Friday, March 3, 2023

LENT DAY 9: United As One

 


Day 9 Friday - Mar 3, 2023; Feb 23, 2024; Mar 14, 2025

Is Christ divided? Was Paul crucified for you? Or were you baptized in the name of Paul? -1 Corinthians 1:13


Occasionally in sports, tempers flare among competitors and benches clear as two teams seem ready to compete gladiator style instead of the sport they inteded when they first took the field. Usually when this happens, it’s clear who is fighting for which side, as conflicts typically happen along the same lines as the different uniforms worn. Every once in a while, however, there is a conflict not between two teams but two guys on the same team start going at it. That’s where things get uncomfortable and ugly, and we the fans especially want to know the gory details as to what could have set off such a skirmish. The players are, after all, on the same team. What could make teammates fight? If it's bad enough watching athletes going at it like pro wrestlers, it's really bad when they are supposed to be working together.

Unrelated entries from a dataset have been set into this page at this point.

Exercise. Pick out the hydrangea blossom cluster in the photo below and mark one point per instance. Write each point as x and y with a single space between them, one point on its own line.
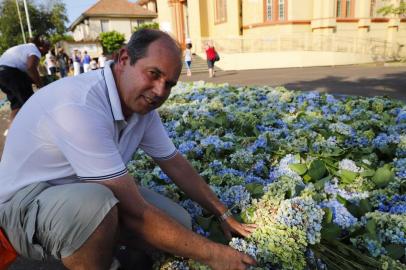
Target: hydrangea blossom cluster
236 196
349 165
302 213
341 216
283 168
243 246
243 140
395 205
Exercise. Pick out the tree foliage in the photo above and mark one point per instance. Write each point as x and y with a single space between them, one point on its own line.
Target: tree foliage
393 9
47 20
111 41
149 25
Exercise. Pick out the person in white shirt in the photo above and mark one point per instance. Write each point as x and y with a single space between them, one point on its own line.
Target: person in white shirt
18 70
188 59
102 59
64 167
50 61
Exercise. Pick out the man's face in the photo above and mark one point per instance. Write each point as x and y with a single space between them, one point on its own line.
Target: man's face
146 85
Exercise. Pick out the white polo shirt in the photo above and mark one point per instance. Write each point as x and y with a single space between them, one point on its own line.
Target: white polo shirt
17 56
74 130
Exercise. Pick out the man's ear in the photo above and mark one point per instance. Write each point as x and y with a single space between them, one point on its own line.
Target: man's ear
123 56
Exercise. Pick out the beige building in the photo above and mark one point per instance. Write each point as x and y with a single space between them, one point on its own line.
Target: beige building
108 15
276 33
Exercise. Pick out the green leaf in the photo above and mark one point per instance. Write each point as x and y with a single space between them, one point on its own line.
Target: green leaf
204 222
330 232
256 190
371 229
347 177
342 200
367 173
299 189
317 169
216 233
403 187
383 176
328 216
319 185
395 251
365 206
306 178
300 169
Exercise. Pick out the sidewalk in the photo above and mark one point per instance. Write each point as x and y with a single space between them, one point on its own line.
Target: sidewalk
365 80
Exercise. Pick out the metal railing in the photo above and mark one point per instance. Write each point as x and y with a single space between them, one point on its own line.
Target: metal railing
310 42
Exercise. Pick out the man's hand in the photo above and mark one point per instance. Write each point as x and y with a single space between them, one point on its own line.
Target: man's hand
231 226
226 258
32 70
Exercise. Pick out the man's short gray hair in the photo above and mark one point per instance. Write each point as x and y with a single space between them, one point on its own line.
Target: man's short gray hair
140 40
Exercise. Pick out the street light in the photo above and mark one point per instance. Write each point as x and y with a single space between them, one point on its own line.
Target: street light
28 18
21 22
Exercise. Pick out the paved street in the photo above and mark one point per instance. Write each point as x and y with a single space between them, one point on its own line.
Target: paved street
365 80
362 80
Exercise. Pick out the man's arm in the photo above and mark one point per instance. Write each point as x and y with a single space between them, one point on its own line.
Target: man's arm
32 70
186 177
162 232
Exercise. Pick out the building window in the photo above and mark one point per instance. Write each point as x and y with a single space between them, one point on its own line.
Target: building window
281 8
345 8
338 14
104 24
138 22
275 10
269 10
220 11
373 9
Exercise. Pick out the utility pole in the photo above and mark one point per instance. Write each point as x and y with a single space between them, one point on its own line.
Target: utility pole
21 21
28 18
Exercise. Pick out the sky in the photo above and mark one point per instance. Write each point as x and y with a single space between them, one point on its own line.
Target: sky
73 7
77 7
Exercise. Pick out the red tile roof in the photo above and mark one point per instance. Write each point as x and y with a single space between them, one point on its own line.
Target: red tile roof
118 7
114 8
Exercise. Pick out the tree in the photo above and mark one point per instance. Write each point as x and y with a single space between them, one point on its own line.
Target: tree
46 20
393 10
111 41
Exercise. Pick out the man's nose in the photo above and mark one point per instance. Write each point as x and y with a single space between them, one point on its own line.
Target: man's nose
160 88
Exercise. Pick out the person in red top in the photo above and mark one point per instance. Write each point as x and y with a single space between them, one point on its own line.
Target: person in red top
211 56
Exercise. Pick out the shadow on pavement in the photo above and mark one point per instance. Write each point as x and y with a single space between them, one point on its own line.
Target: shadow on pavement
391 85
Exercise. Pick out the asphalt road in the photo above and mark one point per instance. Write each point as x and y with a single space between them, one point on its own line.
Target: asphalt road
362 80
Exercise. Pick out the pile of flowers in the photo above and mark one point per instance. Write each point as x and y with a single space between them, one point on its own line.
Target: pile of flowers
323 177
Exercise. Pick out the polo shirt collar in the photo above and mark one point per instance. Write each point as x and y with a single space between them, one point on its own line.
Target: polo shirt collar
113 92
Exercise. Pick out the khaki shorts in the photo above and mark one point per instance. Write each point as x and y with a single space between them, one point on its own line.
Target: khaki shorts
42 220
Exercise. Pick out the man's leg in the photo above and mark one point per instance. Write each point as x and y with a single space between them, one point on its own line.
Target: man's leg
97 251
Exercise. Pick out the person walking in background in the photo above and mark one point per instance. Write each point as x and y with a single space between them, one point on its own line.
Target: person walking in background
71 195
93 64
102 60
63 62
86 62
210 56
188 59
18 70
76 59
50 62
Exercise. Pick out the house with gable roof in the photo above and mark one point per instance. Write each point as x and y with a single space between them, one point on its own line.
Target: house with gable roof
108 15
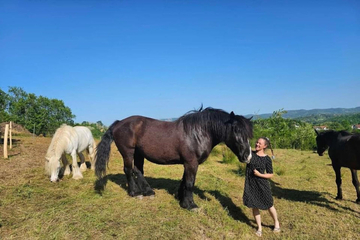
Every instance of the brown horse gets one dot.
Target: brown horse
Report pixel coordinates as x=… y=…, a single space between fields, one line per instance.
x=344 y=151
x=188 y=141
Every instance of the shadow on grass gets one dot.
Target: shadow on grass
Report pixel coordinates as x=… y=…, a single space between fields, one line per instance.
x=312 y=197
x=171 y=186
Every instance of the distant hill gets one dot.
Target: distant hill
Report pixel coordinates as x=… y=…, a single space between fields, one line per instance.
x=313 y=112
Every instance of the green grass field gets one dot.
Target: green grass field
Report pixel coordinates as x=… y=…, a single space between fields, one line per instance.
x=31 y=207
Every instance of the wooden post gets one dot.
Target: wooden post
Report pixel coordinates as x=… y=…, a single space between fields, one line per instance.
x=10 y=134
x=5 y=140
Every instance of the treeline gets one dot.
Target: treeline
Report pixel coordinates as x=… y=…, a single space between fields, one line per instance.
x=38 y=114
x=334 y=122
x=285 y=133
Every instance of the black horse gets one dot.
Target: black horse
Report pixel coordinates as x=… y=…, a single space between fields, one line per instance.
x=344 y=151
x=188 y=141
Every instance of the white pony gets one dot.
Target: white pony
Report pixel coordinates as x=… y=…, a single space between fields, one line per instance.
x=69 y=140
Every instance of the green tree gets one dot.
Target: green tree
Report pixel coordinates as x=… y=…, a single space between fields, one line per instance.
x=39 y=114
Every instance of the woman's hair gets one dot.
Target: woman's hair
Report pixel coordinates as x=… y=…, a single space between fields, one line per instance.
x=268 y=143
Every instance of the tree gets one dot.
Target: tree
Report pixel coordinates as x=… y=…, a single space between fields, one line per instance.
x=40 y=113
x=285 y=133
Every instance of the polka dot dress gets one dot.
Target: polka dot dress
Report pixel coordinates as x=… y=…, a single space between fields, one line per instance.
x=257 y=191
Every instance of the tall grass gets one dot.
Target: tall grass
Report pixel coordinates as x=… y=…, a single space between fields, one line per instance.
x=303 y=188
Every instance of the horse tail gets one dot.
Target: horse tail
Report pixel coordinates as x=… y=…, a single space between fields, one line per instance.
x=103 y=152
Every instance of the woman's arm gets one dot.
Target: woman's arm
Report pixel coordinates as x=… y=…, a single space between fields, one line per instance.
x=263 y=175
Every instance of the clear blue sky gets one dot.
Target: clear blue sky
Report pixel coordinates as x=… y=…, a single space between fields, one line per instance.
x=108 y=60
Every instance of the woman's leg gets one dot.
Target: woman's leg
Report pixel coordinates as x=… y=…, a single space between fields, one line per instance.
x=273 y=214
x=257 y=217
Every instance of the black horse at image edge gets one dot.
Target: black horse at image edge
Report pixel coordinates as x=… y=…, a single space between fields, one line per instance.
x=187 y=141
x=344 y=151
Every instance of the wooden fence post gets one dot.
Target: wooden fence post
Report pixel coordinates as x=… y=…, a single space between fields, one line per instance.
x=10 y=134
x=5 y=140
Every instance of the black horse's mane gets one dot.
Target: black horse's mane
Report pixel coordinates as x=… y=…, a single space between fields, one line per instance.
x=213 y=119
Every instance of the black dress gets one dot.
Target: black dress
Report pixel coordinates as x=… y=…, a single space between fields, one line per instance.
x=257 y=191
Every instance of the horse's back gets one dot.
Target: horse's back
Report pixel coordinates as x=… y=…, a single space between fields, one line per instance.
x=64 y=140
x=158 y=141
x=347 y=151
x=85 y=138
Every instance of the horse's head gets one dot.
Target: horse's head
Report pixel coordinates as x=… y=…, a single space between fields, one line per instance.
x=239 y=133
x=321 y=143
x=52 y=168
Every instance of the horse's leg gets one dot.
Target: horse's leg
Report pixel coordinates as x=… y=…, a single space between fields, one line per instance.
x=133 y=189
x=76 y=170
x=82 y=161
x=338 y=181
x=66 y=164
x=355 y=181
x=186 y=188
x=139 y=177
x=91 y=151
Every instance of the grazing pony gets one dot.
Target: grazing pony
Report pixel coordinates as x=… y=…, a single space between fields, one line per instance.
x=69 y=140
x=187 y=141
x=344 y=151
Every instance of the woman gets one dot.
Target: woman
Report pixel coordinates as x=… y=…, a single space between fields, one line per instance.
x=257 y=192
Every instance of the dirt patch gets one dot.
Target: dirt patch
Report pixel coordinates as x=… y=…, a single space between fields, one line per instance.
x=27 y=153
x=16 y=129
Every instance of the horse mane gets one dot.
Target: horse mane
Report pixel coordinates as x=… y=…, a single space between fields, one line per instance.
x=201 y=119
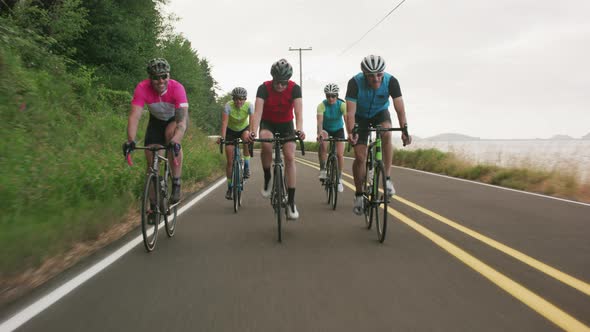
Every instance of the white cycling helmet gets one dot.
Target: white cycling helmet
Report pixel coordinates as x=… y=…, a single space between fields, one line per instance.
x=239 y=92
x=373 y=64
x=331 y=88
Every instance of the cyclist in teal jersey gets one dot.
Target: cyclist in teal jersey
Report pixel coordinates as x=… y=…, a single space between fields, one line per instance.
x=234 y=122
x=367 y=102
x=331 y=116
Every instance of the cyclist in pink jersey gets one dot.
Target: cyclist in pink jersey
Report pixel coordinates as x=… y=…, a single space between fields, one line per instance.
x=167 y=104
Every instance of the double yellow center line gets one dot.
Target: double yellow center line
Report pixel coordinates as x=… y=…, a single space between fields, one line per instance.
x=534 y=301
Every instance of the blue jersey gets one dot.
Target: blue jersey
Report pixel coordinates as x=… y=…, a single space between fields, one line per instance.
x=370 y=102
x=332 y=114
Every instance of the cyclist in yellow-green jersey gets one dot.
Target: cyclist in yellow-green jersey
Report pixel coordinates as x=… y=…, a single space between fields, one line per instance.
x=235 y=120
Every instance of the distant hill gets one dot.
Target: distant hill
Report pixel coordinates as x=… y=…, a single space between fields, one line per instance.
x=452 y=137
x=561 y=138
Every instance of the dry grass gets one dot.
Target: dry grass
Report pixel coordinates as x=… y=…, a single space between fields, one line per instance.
x=553 y=183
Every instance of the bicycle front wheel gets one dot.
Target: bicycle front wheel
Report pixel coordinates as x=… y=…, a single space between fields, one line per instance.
x=171 y=210
x=150 y=214
x=326 y=184
x=380 y=201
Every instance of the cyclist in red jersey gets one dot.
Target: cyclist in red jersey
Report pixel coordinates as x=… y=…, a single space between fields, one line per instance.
x=277 y=102
x=168 y=107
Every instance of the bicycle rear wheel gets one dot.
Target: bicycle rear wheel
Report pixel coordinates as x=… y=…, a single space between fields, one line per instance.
x=236 y=184
x=278 y=199
x=334 y=180
x=171 y=212
x=381 y=200
x=150 y=215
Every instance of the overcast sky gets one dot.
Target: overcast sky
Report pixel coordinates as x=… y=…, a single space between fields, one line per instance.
x=490 y=69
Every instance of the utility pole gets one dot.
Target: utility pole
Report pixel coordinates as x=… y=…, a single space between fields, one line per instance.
x=300 y=66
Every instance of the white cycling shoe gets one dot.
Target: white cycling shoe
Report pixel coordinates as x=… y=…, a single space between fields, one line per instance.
x=292 y=214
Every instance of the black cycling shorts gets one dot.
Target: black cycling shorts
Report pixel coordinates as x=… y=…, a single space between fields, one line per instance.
x=231 y=135
x=156 y=131
x=339 y=133
x=285 y=129
x=364 y=123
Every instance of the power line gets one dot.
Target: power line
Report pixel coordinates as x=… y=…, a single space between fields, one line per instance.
x=366 y=33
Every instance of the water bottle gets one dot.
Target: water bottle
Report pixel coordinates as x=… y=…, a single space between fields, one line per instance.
x=163 y=186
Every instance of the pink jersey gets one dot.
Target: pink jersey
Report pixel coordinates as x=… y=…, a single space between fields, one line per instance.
x=160 y=106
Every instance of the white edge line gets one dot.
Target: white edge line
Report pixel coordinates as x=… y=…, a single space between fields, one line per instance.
x=483 y=184
x=43 y=303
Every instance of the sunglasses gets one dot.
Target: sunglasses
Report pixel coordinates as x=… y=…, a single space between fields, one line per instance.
x=159 y=77
x=375 y=75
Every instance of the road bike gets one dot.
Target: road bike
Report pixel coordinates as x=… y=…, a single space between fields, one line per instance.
x=374 y=185
x=237 y=172
x=156 y=200
x=330 y=183
x=278 y=196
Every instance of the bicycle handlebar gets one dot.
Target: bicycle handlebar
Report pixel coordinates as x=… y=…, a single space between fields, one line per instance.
x=154 y=149
x=283 y=140
x=379 y=129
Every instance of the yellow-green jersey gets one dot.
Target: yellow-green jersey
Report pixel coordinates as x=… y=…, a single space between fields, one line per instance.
x=238 y=117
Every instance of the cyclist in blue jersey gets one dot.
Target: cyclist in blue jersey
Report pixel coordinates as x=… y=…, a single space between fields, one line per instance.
x=331 y=115
x=367 y=103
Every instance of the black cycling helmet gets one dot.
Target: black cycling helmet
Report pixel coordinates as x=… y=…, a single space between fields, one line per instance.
x=331 y=88
x=373 y=64
x=281 y=70
x=158 y=66
x=239 y=92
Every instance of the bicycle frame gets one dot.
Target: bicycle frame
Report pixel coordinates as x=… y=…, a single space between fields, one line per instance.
x=237 y=172
x=157 y=197
x=278 y=196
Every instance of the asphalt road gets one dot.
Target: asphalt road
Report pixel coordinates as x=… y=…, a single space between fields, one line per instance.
x=458 y=256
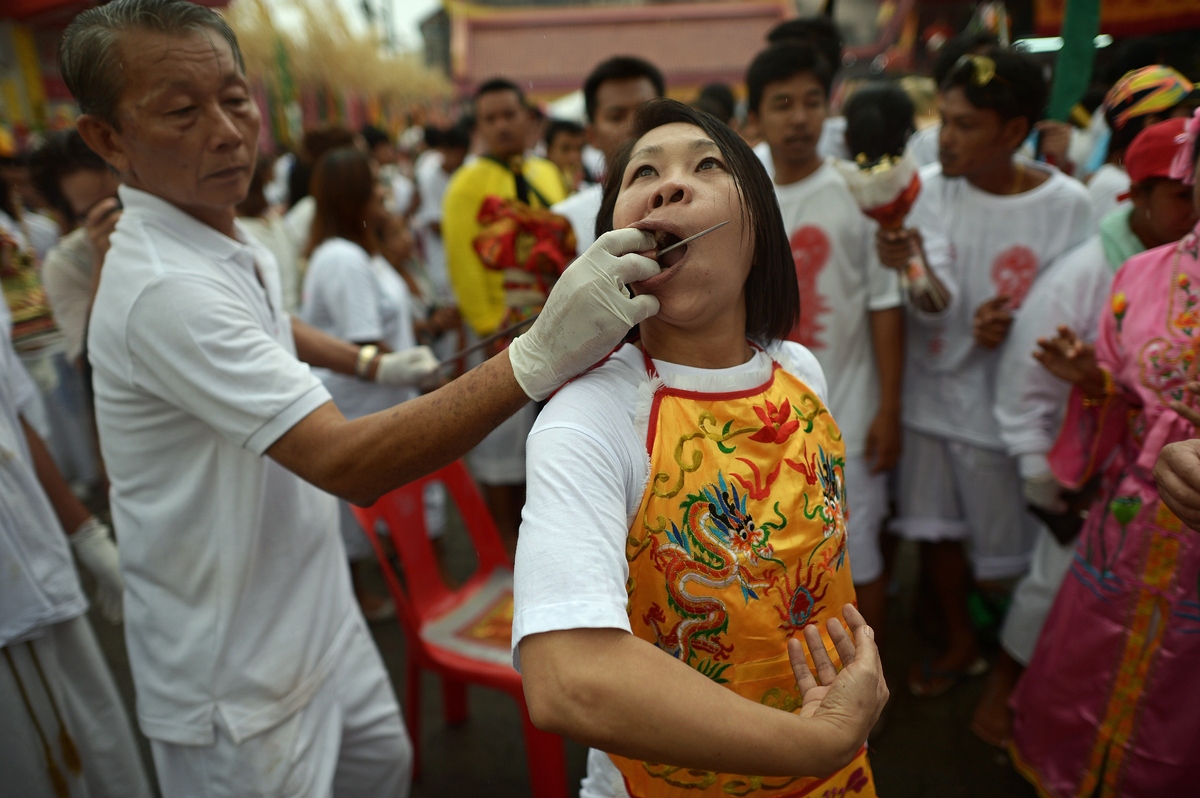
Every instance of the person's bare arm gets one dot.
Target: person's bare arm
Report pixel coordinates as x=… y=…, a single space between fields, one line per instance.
x=364 y=459
x=615 y=691
x=883 y=437
x=70 y=510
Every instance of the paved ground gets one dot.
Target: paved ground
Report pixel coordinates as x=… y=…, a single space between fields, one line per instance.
x=924 y=751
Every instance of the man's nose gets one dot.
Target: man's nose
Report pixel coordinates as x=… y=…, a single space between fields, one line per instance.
x=226 y=132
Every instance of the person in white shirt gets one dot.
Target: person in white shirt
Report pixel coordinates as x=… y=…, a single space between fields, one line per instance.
x=1031 y=401
x=595 y=553
x=612 y=91
x=433 y=171
x=852 y=316
x=988 y=222
x=353 y=294
x=82 y=186
x=253 y=667
x=1138 y=100
x=65 y=729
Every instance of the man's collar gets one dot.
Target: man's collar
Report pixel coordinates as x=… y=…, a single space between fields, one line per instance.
x=185 y=227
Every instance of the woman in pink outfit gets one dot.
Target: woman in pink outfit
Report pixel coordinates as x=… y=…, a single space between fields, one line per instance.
x=1109 y=705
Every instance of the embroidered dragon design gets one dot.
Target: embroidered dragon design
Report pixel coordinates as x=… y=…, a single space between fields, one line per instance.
x=719 y=545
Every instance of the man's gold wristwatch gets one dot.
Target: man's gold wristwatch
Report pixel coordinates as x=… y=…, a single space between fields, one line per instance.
x=366 y=355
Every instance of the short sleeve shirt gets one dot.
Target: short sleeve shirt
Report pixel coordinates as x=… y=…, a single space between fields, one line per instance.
x=237 y=591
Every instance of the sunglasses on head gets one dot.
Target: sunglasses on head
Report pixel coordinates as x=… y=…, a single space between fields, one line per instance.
x=983 y=69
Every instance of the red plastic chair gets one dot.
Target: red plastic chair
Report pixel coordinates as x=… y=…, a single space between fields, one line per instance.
x=465 y=634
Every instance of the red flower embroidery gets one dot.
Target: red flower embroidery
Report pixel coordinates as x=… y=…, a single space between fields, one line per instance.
x=810 y=253
x=777 y=426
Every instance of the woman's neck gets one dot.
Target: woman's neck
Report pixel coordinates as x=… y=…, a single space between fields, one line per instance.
x=718 y=346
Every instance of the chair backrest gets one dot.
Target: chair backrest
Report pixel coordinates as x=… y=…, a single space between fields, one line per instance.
x=403 y=511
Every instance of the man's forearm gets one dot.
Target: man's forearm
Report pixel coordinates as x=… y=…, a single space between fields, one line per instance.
x=364 y=459
x=887 y=336
x=611 y=690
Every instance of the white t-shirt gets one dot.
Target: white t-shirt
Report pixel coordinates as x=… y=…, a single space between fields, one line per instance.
x=1104 y=187
x=357 y=298
x=923 y=144
x=39 y=585
x=981 y=246
x=588 y=450
x=237 y=593
x=581 y=210
x=832 y=144
x=1031 y=401
x=841 y=281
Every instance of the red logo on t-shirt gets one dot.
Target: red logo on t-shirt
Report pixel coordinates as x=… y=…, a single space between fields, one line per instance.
x=810 y=251
x=1013 y=273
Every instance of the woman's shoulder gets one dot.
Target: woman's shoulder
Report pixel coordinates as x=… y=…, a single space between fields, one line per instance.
x=798 y=361
x=340 y=251
x=601 y=397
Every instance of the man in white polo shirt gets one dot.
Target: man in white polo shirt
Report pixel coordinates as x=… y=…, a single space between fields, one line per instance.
x=253 y=669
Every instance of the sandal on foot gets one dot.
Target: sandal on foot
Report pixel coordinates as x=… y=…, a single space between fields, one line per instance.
x=936 y=682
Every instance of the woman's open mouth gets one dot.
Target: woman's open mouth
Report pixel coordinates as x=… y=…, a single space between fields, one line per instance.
x=664 y=239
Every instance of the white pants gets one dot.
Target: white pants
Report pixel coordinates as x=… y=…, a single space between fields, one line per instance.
x=83 y=691
x=867 y=498
x=1033 y=597
x=348 y=742
x=949 y=490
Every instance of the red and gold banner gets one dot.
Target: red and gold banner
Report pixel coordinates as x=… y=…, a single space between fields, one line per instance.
x=1125 y=17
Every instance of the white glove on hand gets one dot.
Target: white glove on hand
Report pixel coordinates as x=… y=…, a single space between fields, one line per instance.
x=96 y=550
x=587 y=313
x=1044 y=491
x=407 y=367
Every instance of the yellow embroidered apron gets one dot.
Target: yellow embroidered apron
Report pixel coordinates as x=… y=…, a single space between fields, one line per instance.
x=741 y=543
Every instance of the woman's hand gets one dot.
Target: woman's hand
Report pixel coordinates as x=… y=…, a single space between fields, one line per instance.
x=1177 y=473
x=852 y=699
x=1069 y=358
x=897 y=247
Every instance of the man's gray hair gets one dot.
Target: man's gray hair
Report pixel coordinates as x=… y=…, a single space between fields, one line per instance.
x=89 y=57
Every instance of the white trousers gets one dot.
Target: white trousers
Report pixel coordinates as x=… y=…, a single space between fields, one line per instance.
x=348 y=742
x=1033 y=597
x=867 y=498
x=949 y=490
x=81 y=687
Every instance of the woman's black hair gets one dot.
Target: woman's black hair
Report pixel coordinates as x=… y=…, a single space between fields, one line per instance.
x=1017 y=90
x=879 y=120
x=773 y=298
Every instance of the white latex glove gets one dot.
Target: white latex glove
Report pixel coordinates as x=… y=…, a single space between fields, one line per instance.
x=1044 y=491
x=94 y=546
x=407 y=367
x=587 y=313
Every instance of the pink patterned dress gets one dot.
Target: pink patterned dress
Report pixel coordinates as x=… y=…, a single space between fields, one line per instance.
x=1110 y=703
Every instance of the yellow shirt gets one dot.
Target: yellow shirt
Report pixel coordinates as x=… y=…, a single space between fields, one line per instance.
x=480 y=291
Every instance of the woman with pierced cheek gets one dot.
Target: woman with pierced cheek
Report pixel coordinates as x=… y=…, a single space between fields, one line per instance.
x=687 y=511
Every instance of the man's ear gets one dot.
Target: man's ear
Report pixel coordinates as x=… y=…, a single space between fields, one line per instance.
x=1014 y=132
x=103 y=139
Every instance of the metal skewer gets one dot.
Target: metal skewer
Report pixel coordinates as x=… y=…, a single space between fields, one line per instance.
x=483 y=342
x=509 y=330
x=691 y=238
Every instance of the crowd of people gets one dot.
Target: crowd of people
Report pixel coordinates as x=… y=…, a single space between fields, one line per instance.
x=697 y=457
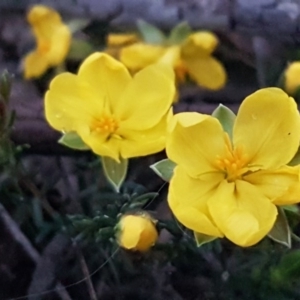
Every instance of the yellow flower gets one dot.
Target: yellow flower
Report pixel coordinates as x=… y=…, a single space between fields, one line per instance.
x=114 y=114
x=53 y=40
x=224 y=187
x=137 y=232
x=193 y=56
x=292 y=77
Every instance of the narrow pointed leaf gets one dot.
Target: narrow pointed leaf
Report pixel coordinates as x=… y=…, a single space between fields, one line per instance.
x=202 y=239
x=164 y=169
x=73 y=140
x=150 y=33
x=226 y=117
x=281 y=232
x=115 y=172
x=179 y=33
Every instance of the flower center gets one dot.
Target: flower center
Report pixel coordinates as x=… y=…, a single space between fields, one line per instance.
x=105 y=124
x=43 y=47
x=234 y=162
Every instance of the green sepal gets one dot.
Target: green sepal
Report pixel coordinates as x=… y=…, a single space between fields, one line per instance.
x=80 y=49
x=281 y=232
x=226 y=117
x=77 y=24
x=164 y=169
x=150 y=33
x=73 y=140
x=296 y=159
x=202 y=239
x=115 y=172
x=179 y=33
x=5 y=85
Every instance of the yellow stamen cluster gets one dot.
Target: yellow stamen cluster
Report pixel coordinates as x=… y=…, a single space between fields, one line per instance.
x=234 y=162
x=106 y=124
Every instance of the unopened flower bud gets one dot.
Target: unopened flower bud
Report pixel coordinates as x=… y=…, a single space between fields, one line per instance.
x=5 y=85
x=292 y=77
x=137 y=232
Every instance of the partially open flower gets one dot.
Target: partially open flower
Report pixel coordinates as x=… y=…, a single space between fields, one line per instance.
x=116 y=41
x=292 y=77
x=193 y=57
x=53 y=39
x=230 y=187
x=137 y=232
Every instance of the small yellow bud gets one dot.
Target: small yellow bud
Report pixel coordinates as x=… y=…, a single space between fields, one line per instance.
x=137 y=232
x=292 y=77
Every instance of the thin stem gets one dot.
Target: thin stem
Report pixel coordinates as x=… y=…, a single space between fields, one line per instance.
x=86 y=274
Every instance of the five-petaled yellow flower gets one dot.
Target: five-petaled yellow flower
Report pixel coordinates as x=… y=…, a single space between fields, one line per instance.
x=136 y=232
x=114 y=114
x=193 y=57
x=223 y=187
x=53 y=39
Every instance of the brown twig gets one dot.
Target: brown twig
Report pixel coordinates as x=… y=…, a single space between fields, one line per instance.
x=21 y=239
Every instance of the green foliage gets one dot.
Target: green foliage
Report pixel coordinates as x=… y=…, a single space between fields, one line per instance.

Paul raises this problem when he starts to see the divisions rising in the congregation in Corinth. To be divided was to divide Christ. And nothing was more an affront to this than to be divided along the lines of baptism. Baptism, after all, is like our uniform. We heard at the beginning of the week that our baptismal garment is Christ (Galatians 3:27). That means baptism gives us all the same uniform and declares we’re all playing for the same team.


In Ephesians, Paul says there is “one Lord, one faith, one baptism” just as there is “one God and Father of all” (Ephesians 4:5-6). Baptism should be the single most universal sign within the church of our fellow brethren. Anyone baptized is kin to you!


And that should change how we care for one another, stick up for one another, and just how ridiculous it is when we quarrel with one another. After all, we’re all playing on the same team. Yet in the church we are infamous for petty quarrels. That's when we need someone to take us back to our baptism. It shows our common bond and proclaims our unity by God's doing.


Show me the face of your Son on every baptized person. Heal the broken wounds in your Church, that Christ would not appear divided. Let me see the church through the eyes of baptism - mine and that of all my church siblings. Amen.